If a strict definition of "transactionally consistent" is applied, that probably rules out providing readability via an intermediary service. But the fact that the word "should" is used (and not even "SHOULD") might soften that expectation. The spec also says:

If the server has seen the Repeatability-Request-ID and the request matches the previous request to the extent validated by the server, the server MUST return a response with a Repeatability-Result value of accepted that is either:

  • the same response code and body as was generated (if any) when the original request with that Repeatability-Request-ID was processed, or
  • the response code and response body resulting from re-executing the request if the original response code was 4xx or 5xx, i.e. a client error or an internal server error.

Which to me hints that inspecting the response code might be considered an acceptable way of determining whether an underlying request had side effects.

So part of me wonders what the intent of the OASIS spec is in these regards.

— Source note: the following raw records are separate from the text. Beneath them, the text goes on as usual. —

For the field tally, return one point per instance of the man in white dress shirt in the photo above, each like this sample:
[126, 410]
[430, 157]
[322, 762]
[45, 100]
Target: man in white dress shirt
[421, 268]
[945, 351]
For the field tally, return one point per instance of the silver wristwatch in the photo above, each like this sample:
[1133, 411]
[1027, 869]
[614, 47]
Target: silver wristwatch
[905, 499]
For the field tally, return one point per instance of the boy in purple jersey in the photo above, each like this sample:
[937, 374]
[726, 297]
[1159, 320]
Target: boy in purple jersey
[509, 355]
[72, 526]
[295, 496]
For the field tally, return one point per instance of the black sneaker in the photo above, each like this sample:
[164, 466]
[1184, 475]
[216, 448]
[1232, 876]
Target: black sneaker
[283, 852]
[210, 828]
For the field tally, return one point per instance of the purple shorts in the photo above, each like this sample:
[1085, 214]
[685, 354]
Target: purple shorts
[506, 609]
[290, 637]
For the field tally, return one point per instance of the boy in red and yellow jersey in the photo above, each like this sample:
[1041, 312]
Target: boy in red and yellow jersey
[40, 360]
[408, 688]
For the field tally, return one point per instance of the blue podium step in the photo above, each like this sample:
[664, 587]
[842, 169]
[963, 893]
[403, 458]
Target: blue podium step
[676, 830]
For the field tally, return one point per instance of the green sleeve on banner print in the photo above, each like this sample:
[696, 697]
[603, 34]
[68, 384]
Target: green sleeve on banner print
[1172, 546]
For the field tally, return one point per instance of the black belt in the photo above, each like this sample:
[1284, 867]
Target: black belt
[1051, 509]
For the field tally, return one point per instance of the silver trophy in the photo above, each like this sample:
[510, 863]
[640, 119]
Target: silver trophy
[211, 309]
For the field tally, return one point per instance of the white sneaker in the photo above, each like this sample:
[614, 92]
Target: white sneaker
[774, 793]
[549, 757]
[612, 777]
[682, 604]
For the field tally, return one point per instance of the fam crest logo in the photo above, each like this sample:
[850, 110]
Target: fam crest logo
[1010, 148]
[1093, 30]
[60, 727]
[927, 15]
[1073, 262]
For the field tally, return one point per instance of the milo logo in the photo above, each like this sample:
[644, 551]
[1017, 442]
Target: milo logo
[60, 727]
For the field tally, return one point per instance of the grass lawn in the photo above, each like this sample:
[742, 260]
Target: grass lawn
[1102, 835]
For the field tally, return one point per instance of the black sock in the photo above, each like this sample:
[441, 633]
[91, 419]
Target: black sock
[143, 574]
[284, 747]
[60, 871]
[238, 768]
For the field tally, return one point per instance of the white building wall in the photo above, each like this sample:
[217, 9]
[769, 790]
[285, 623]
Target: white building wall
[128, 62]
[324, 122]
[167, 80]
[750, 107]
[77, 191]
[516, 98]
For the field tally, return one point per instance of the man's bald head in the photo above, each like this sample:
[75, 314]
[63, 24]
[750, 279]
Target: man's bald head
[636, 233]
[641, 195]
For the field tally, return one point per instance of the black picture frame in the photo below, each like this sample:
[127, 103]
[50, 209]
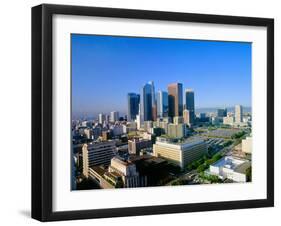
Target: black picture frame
[42, 111]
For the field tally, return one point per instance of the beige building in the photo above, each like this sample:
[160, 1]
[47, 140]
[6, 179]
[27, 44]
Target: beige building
[135, 145]
[229, 120]
[182, 153]
[247, 145]
[97, 153]
[126, 170]
[238, 114]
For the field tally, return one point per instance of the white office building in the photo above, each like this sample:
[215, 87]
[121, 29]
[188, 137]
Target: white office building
[231, 168]
[97, 153]
[247, 145]
[180, 153]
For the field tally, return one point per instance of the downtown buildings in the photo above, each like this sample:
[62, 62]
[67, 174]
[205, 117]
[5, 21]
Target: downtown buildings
[159, 128]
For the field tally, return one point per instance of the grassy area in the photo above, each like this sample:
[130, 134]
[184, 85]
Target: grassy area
[203, 163]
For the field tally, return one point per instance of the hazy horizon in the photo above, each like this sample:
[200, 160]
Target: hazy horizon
[106, 68]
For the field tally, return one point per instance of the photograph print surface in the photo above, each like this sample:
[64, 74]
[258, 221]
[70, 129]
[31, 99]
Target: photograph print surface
[159, 112]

All that said, one of the reasons we're doing our own implementation of a very opinionated idempotency system is because we value transactional consistency between the idempotency layer and the transactional side effects. (Without transactional consistency, idempotency cannot be guaranteed by wrapping a non-internally-idempotent service in the event of network partition between the wrapper and the transactional service. Edited to add: It can only provide at-least-once or at-most-once function application. Stripe appears, e.g., to choose at most once application, which fails safe in the sense that it presumably surfaces an error on retry if a network partition occured between the idempotency service and the underlying service during initial application.) So it wouldn't shock me if repeatability spec means business about the transactional consistency requirement.

Anyway, I'll stop here but happy to engage further if helpful. Thanks for reading and thanks for all the effort on this document so far!

mikekistler commented 6 months ago

@jmileham Regarding

I believe this document doesn't specify whether to record idempotency keys upon client errors, but I could be missing something.

Draft 4 of the RFC says this in Section 2.6 under "Retry":

The resource server SHOULD respond with the result of the previously completed operation, success or an error.

I take that to mean that idempotency keys SHOULD record all errors, be they client errors or service errors.

This seems consistent with the Stripe Implementation -- Stripe's docs say:

Subsequent requests with the same key return the same result, including 500 errors.

This seems to be another aspect where the RFC differs from the OASIS spec.

richsalz commented 6 months ago

I take that to mean that idempotency keys SHOULD record all errors, be they client errors or service errors.

Taken by itself, the interpretation of that sentence could be ambiguous. Want to open an issue to make sure it's made clear and explicit?

jmileham commented 6 months ago

@richsalz I assume that was an ask of @mikekistler, and admittedly I'm an outsider here but I'd be happy to open that issue. I'd also be happy to make a pitch for the IMO preferable design tradeoffs of not recording a request when it fails on the downstream service, at least due to client (4xx) error. But I don't know the state of conversation and whether this is mostly about specifying the Stripe-style idempotency filter design.

mikekistler commented 6 months ago

@richsalz I'm not sure what more needs to be stated to make the interpretation unambiguous. Are you thinking something like:

The resource server SHOULD respond with the result of the previously completed operation, success or any error, be it client or server error.

richsalz commented 6 months ago

I believe the sentence is not clear in cases like this: If an operation returns a transient error, like 504, and a request is repeated, should the server still return 504 if there would have been no timeout the second time around?

Does "previously completed operation" cover error responses? Should the text say "previous response (including errors)"? Do 504 codes, etc., need to be shared between the gateway and origin, for example?

richsalz commented 6 months ago

@jmileham please contribute. As this thread has migrated, perhaps start a new issue.